Compared to version 0.06, SixtyFPS 0.1 offers a new style that implements widgets in Microsoft’s Fluent Design. The version also includes a new API for dynamic creation of images at runtime. The .60 markup language gets additions for bindings, the layout and the cooperation of the threads.

Version 0.1 relies on Fluent Design.

(Image: SixtyFPS)

The name of the project is derived from the fluid frame rate of 60 frames per second (Frames Per Second, FPS). The two developers of the project Oliver Goffart and Simon Hausmann are based in Berlin. Both have gained cross-platform experience around the Qt framework. You were involved in the KDE project based on Qt and worked at Trolltech, the mother of the Qt framework. Hausmann gained experience in the area of ​​markup languages ​​with Qt QML (Qt Modeling Language) as a lead developer for the QtQml engine at the Qt Company.
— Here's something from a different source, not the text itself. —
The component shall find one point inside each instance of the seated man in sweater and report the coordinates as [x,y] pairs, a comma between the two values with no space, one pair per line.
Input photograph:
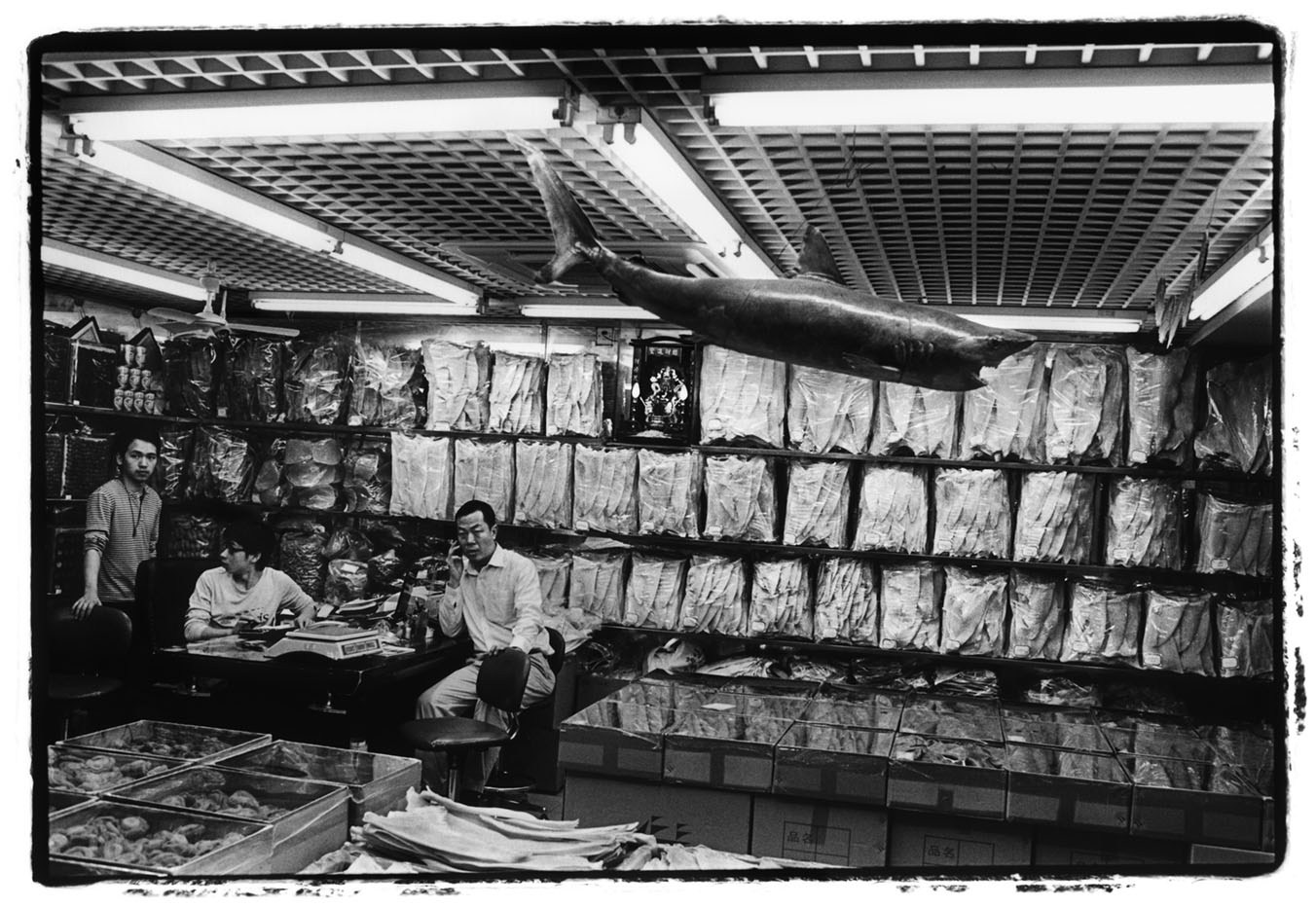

Further details on SixtyFPS 0.1 can be found in the Blog post for publication remove. That Toolkit can be found on GitHub. The licensing model is similar to that for Qt: The software is available under a GPLv3 license as well as under a commercial license. In addition, there is at the start an ambassador program, which offers a free license without the restrictions of the GPL to “ambassadors” contributing to the dissemination of the project.